Based on the foregoing factors, the Court finds it necessary to grant the motion in part. Exercising broad discretion in matters of discovery, trial courts consistently allow discovery of personnel files in light of the importance of establishing pretext in discrimination cases under Title VII. Freundensprung v. Offshore Technical Servs., Inc., 379 F.3d 327 (5th Cir. 2004); Coughlin v. Lee, 946 F.2d 1152 (5th Cir. 1991); Brown v. Arlen Mgmt. Corp., 663 F.2d 575 (5th Cir. 1981); Green v. Nicholson Mfg. Co., Civ. A. No. 9:04cv227, 2005 WL 5959605, *3 (W.D. Tex. Sept. 22, 2005); Wilson v. Martin County Hosp. Dist., 149 F.R.D. 553, 555 (W.D. Tex. 1993). In investigating a particular claim of discrimination, the most intense examination will naturally focus on the relevant employment section or group of employees most like the plaintiff, which in this case are employees supervised by Browning. Ernie Green. EEOC v. Packard Elec. Div., Gen. Motors Corp., 569 F.2d 315 (5th Cir. 1978); Marshall v. Westinghouse Elec. Corp., 576 F.2d 588 (5th Cir. 1978). Therefore, the Court is inclined to encourage broad discovery to illuminate the close factual issues inherent in employment discrimination cases. The personnel/supervisory files of those employees supervised by Browning are relevant to plaintiff's potential ability to establish that the reason for her demotion and/or any other discriminatory action was pretext on the part of defendant. While the Court does not doubt the verified discovery responses of defendant — that such documents do not exist in the personnel and supervisory files — if there is an absence of such documents in the files, plaintiff is entitled to verify such an absence for herself in this Title VII suit. Accordingly,
IT IS ORDERED that plaintiff's Motion for Reconsideration of Motion to Compel Limited Discovery [Doc. #73] is GRANTED IN PART, the Court's earlier Order dated April 6, 2011 is VACATED IN PART and defendant shall produce no later than ten (10) days from the date of the hearing the personnel and supervisory files of Brenda Jones, Michael Henry, Bob Deaton and Amy Demoulin but not Brian Knight. The Court finds on the record before it that no party has established that Browning supervised Knight. Before production, defendant shall properly redact the files to eliminate the employees' personal identifying information — i.e., social security numbers and the like. IT IS FURTHER ORDERED that the personnel and supervisory files of the aforementioned four employees shall be subject to the protective order in this matter. [Doc. #51].

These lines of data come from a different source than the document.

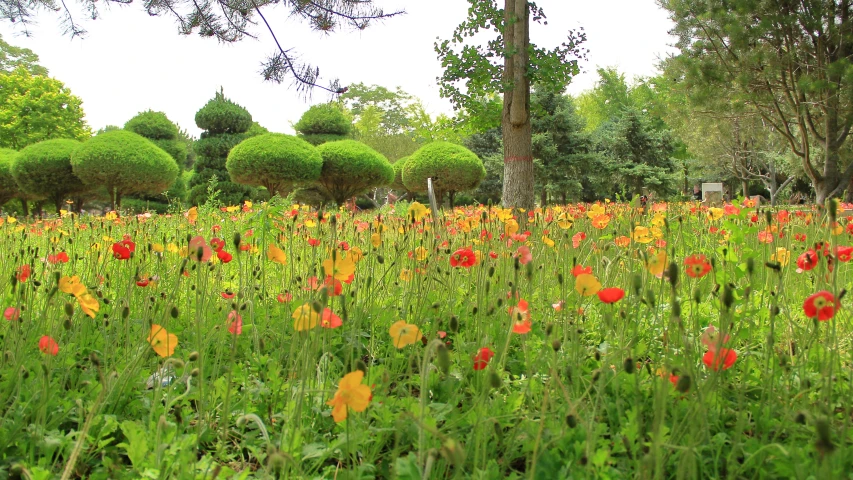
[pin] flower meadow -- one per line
(579, 341)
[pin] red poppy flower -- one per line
(724, 357)
(329, 319)
(820, 305)
(236, 327)
(224, 256)
(217, 243)
(611, 295)
(120, 251)
(521, 317)
(60, 257)
(48, 345)
(11, 314)
(482, 358)
(524, 255)
(24, 273)
(697, 266)
(581, 270)
(807, 260)
(464, 257)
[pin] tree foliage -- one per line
(351, 168)
(124, 163)
(12, 57)
(275, 161)
(44, 170)
(325, 122)
(34, 108)
(228, 22)
(789, 61)
(453, 168)
(508, 64)
(225, 125)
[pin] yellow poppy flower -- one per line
(305, 318)
(163, 342)
(341, 267)
(403, 333)
(276, 255)
(587, 285)
(351, 395)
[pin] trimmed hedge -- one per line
(452, 167)
(397, 184)
(326, 118)
(221, 115)
(153, 126)
(44, 170)
(351, 168)
(275, 161)
(124, 163)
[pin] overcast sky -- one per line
(130, 62)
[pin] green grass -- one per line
(587, 393)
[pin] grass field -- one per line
(583, 341)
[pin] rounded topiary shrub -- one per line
(397, 184)
(275, 161)
(351, 168)
(324, 123)
(221, 115)
(124, 163)
(8, 187)
(44, 170)
(153, 126)
(452, 167)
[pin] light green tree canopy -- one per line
(35, 108)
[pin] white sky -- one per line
(130, 62)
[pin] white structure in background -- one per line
(712, 193)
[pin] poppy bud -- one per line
(672, 274)
(637, 284)
(571, 420)
(683, 384)
(454, 324)
(629, 366)
(728, 296)
(360, 365)
(443, 356)
(495, 380)
(824, 440)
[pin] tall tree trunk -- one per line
(515, 120)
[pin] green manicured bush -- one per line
(153, 126)
(275, 161)
(351, 168)
(124, 163)
(221, 115)
(44, 170)
(397, 184)
(322, 123)
(453, 168)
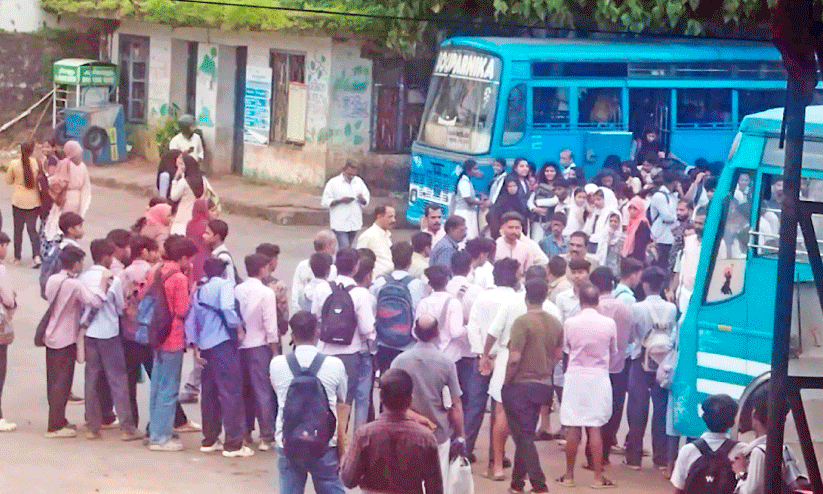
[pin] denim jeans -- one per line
(475, 388)
(522, 402)
(361, 376)
(323, 474)
(643, 385)
(165, 385)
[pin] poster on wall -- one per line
(257, 114)
(298, 105)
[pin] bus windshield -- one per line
(461, 102)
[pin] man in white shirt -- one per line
(357, 355)
(324, 241)
(332, 375)
(401, 256)
(433, 221)
(187, 141)
(345, 195)
(448, 312)
(377, 238)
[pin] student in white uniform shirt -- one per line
(345, 195)
(324, 241)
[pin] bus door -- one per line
(650, 108)
(722, 318)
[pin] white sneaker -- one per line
(217, 446)
(243, 452)
(169, 445)
(64, 432)
(189, 426)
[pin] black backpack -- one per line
(338, 320)
(308, 422)
(712, 473)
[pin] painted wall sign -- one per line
(257, 113)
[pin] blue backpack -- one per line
(395, 312)
(49, 259)
(153, 323)
(308, 422)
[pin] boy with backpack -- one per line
(258, 313)
(705, 465)
(397, 294)
(347, 331)
(67, 296)
(211, 328)
(167, 297)
(105, 362)
(311, 388)
(654, 328)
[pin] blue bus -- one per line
(512, 97)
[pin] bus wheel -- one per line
(744, 413)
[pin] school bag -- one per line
(712, 473)
(338, 318)
(394, 319)
(308, 422)
(658, 342)
(153, 323)
(49, 260)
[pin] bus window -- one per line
(461, 102)
(515, 122)
(600, 107)
(704, 107)
(766, 237)
(550, 107)
(759, 100)
(727, 274)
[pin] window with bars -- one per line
(286, 69)
(134, 77)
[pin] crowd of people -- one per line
(543, 293)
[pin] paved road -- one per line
(33, 464)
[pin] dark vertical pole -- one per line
(795, 117)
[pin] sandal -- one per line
(496, 477)
(565, 482)
(604, 484)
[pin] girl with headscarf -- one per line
(542, 199)
(186, 187)
(165, 171)
(25, 201)
(157, 223)
(200, 217)
(509, 200)
(610, 245)
(638, 233)
(69, 187)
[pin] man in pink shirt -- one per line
(621, 313)
(590, 340)
(68, 296)
(510, 244)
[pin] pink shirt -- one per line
(520, 252)
(590, 340)
(69, 302)
(621, 314)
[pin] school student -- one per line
(209, 328)
(7, 298)
(67, 295)
(258, 311)
(104, 348)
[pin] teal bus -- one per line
(725, 339)
(532, 98)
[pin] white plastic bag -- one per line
(460, 477)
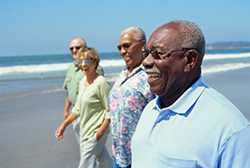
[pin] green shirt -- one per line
(71, 82)
(92, 106)
(72, 79)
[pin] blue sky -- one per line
(45, 27)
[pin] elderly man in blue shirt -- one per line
(188, 124)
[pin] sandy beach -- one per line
(28, 122)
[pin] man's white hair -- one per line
(137, 32)
(81, 40)
(192, 36)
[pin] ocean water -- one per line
(45, 73)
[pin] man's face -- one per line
(130, 50)
(74, 46)
(165, 63)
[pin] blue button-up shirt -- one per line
(201, 129)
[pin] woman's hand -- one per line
(59, 132)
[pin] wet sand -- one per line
(28, 122)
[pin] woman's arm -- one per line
(60, 130)
(103, 127)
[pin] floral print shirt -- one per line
(128, 97)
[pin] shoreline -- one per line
(28, 122)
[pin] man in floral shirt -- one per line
(129, 95)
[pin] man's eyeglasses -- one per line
(157, 54)
(76, 47)
(127, 45)
(87, 61)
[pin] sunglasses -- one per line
(74, 47)
(87, 62)
(127, 45)
(124, 45)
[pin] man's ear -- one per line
(192, 58)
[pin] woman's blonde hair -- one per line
(89, 53)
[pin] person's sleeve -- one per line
(66, 81)
(76, 108)
(104, 93)
(99, 70)
(236, 151)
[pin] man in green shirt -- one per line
(72, 79)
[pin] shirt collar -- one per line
(187, 100)
(127, 75)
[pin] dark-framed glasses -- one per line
(74, 47)
(124, 45)
(87, 61)
(127, 45)
(159, 54)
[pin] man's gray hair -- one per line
(192, 35)
(81, 40)
(138, 33)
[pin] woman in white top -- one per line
(92, 108)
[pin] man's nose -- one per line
(123, 51)
(148, 61)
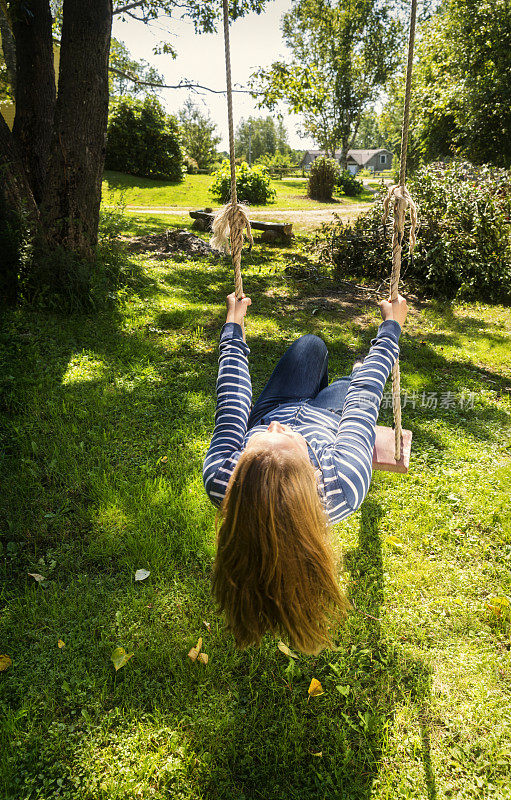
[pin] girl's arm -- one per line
(234, 397)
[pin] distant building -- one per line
(373, 160)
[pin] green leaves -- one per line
(253, 184)
(120, 657)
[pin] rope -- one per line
(399, 196)
(231, 220)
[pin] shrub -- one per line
(253, 184)
(143, 140)
(278, 165)
(323, 176)
(191, 165)
(463, 243)
(348, 184)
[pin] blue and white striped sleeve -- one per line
(348, 462)
(234, 396)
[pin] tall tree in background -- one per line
(343, 53)
(199, 135)
(52, 162)
(128, 77)
(370, 134)
(461, 100)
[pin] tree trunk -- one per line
(70, 208)
(9, 49)
(35, 89)
(17, 208)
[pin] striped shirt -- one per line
(340, 446)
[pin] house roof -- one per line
(363, 156)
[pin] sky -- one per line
(256, 41)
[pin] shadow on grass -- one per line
(275, 743)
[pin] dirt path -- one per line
(302, 218)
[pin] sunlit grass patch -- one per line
(107, 420)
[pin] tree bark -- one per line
(9, 50)
(35, 89)
(70, 207)
(14, 181)
(17, 207)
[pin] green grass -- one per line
(106, 422)
(193, 192)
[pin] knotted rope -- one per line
(400, 197)
(231, 220)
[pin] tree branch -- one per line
(180, 85)
(128, 7)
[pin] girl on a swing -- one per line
(301, 458)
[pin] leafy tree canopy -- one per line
(143, 140)
(126, 73)
(343, 53)
(461, 101)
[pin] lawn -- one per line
(193, 192)
(106, 420)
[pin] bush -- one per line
(191, 165)
(323, 177)
(463, 244)
(348, 184)
(278, 165)
(253, 184)
(143, 140)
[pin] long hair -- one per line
(275, 569)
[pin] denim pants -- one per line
(302, 374)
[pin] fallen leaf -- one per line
(37, 577)
(285, 649)
(315, 689)
(5, 663)
(194, 652)
(120, 657)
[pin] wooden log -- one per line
(285, 229)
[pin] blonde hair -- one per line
(275, 569)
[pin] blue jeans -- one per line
(302, 374)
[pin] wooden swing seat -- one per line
(383, 453)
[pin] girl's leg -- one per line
(333, 396)
(301, 373)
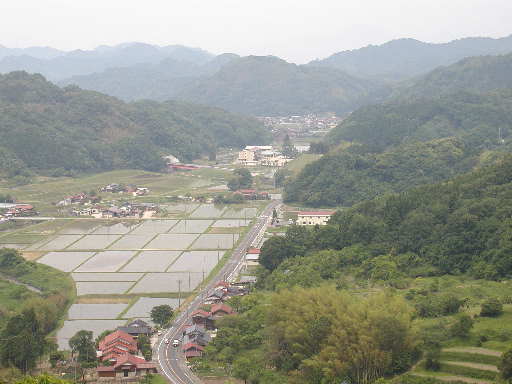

To the extent plaintiff seeks any other discovery in her motion, the motion is denied because the discovery deadline has passed. Plaintiff timely sought the discovery granted here.
Also, to the extent that the parties ask the Court to review the documents in camera to determine whether the four aforementioned employees are similarly-situated employees to plaintiff, the Court denies such a request. This Court can not make such a legal determination that is the proper province of the District Court.